On comprend que se pose ici la problématique de blatérer théoriquement autour de l’objet , de s’égarer en spéculation, tandis que s’aventurer à décrypter l’ouvrage nous conduirait à le démythifier par la même occasion.
L’entre-deux étant une porte de sortie des plus engageantes, on songera à ce chapitre du tome II, celui nommé (à raison) « marivaudage ».
L’un des héros se plie à un rituel compulsif à la recherche du bonheur, selon une conception que ne reniera pas le Freud du malaise dans la culture, une routine à base de décodage. Devant son besoin d’assouvir des besoins sexuels, il se plaît à concevoir son fonctionnement interne par le biais d’équations. Si au départ tout va bien dans le meilleur des mondes, ce rêve panglossien glisse dans la complexité lorsque l’amour paraît. Prendre l’amour dans les mailles des mathématiques, sans compter le bonheur et la productivité, voilà une occupation des plus naïves. L’auteur opère un double mouvement diégétique, d’un côté le lecteur comprend la panique émotionnelle du héros, il conçoit l’impossibilité de sa démarche ; de l’autre côté seul un érudit pourrait comprendre les équations dont il est question édifiant par là, la supériorité du personnage sur le lecteur. Les mathématiques seules ne suffisant pas, l’auteur appelle bientôt à l’aide le langage. Inventant une langue sans syllabe, il imagine une parole d’approche banale devenir le centre névralgique de mille interprétations et mésententes entre des individus parlant la même langue… de quoi en dérouter plus d’un.
Fort heureusement tout s’arrangera du fait de la propension des gens à se comprendre … par les gestes.

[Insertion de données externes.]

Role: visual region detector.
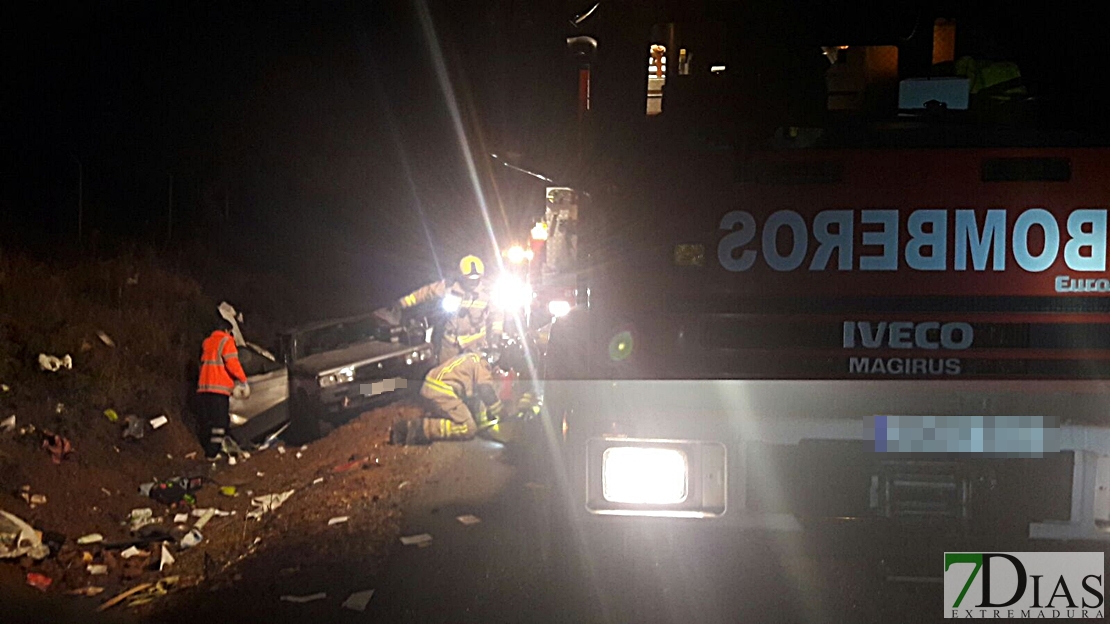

L’ébauche d’une histoire romantique s’opère par deux impasses, l’une mathématique, l’autre langagière, deux impasses traitées sur le ton de l’humour (mettre en équation la nécessité d’aller éjaculer dans un bordel à intervalle fixe ou s’égarer à prononcer des phrases sans syllabes relève d’un grand raffinement). Le décalage produit est non seulement drôle mais il permet tout autant de s’attacher au devenir des personnages, de prendre la mesure de leur complexité que de décrypter les instants en leur donnant des sens différents mais pas nécessairement divergents.

Ouvrage à la structure impeccable, souvent loué (à raison) pour ses clins d’œils à diverses œuvres, pour ses digressions ou son humour… il ne faudrait pas oublier au passage les pistes innombrables qu’il nous invite à parcourir.